The pixel representation in its broadest sense samples the objects and uses them to build a vector space. If the sampling is sufficiently dense, it covers everything. How can we loose information? What is wrong?
Let us take an image and sample it as on the left above. The pixels can now be ordered as a long vector with their grey values giving rise to a numerical vector. The length of this vector and, thereby, the dimension of the pixel space is equal to the number of pixels in the image. Different images can only be represented in the same space if they are sampled with the same number of pixels. In the right plot above the first three dimensions of the pixel space is shown. The dots there are vectors in the 3-dimensional space (build by the first three pixels) representing a set of images.
The pixels x1 and x2 are neighboring pixels in the image. This also holds for the pixels x2 and x3. The pixels x1 and x3 however are not neighbors. This is not directly visible in the pixel space. The relations between the axes x1, x2 and x3 are similar: they are perpendicular. The pixel representation itself does not show neither store which pixels are neighboring and which are not. Only if a number of images is represented in the space, by which a cloud of vectors is constructed, the lost relations between the pixels can be reconstructed by computing the correlations between the axes. To do this a set of images is necessary. Thanks to multiple observations the lost information might be reconstructed.
If just the pixel representation is given, without the positions of the pixels in the image, it would be very difficult to find out which axis belongs to which pixel. The correlation matrix is very large (e.g. 65000 x 65000 for small images of just 256×256) and many example images would be needed for a proper reconstruction.
Another example that shows that the pixel representation does not use the connectivity pattern of the pixels in the image is illustrated by the above thought experiment. Left shows the original situation: a set of training images, their configuration in the pixel space, a classifier found for this training set and the representation of a test image. Let us now randomly shuffle all pixels in all images in the same way. By this process their connectivity pattern is lost (randomly changed). What happens in the pixel space? Just a set of rotations!
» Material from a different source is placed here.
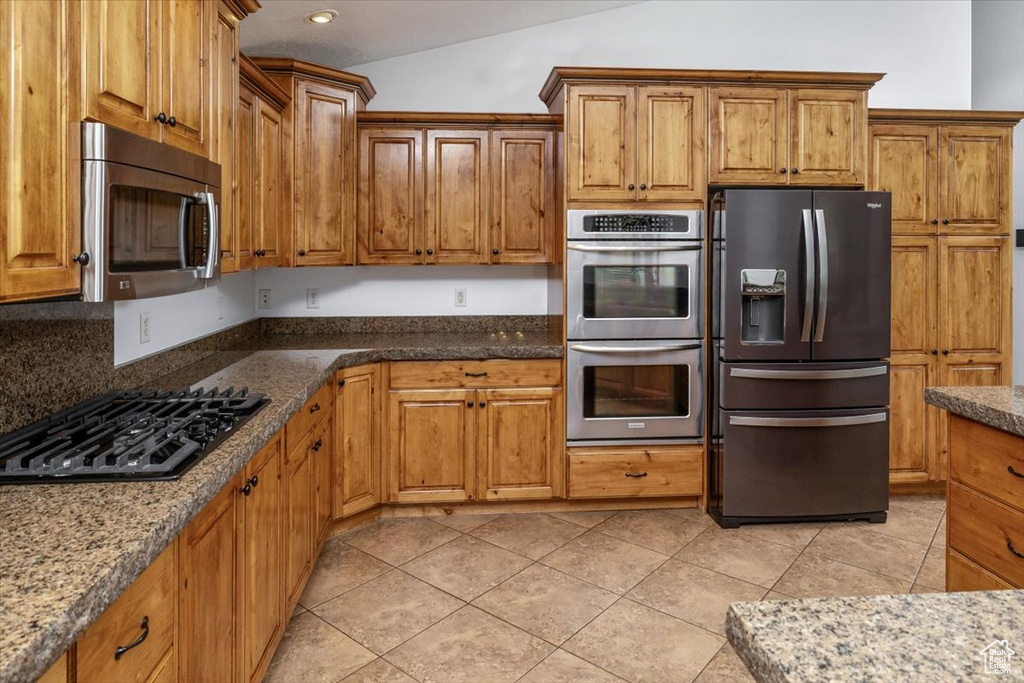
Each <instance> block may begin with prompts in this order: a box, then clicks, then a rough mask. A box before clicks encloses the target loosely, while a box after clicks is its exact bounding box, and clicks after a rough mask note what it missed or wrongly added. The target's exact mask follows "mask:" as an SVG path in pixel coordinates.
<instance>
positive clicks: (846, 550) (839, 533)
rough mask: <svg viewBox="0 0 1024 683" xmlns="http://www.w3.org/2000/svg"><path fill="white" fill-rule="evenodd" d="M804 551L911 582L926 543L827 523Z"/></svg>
mask: <svg viewBox="0 0 1024 683" xmlns="http://www.w3.org/2000/svg"><path fill="white" fill-rule="evenodd" d="M936 523H938V522H936ZM807 552H808V553H813V554H814V555H819V556H821V557H827V558H828V559H830V560H836V561H838V562H843V563H845V564H852V565H853V566H855V567H860V568H861V569H867V570H868V571H877V572H879V573H884V574H886V575H887V577H893V578H895V579H902V580H904V581H906V582H913V578H914V577H916V575H918V570H919V569H920V568H921V563H922V562H924V561H925V554H926V553H927V552H928V546H926V545H923V544H920V543H913V542H911V541H904V540H903V539H897V538H896V537H892V536H888V535H884V533H876V532H873V531H868V530H865V529H864V528H863V527H853V526H829V527H828V528H825V529H822V530H821V532H820V533H818V535H817V537H815V539H814V541H812V542H811V543H810V544H809V545H808V546H807Z"/></svg>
The relative configuration of all objects, training images as well as test images, remains the same. Most classifiers are rotation insensitive: they classify all objects in the same way after the rotation. So the classification of a test object is not affected by the random shuffling of the pixels.
This thought experiment illustrates that pixels based classifiers do not use the spatial connectivity of the pixels in the images. In fact, the images are teared into pieces, they are thrown on a heap of isolated pixels and this heap is used to build a classifier. Since any neglection of useful knowledge should be paid by more observations these pixel representations can only be used for large collections of images. Better representations are needed if classifiers have to be constructed from small sets of training data.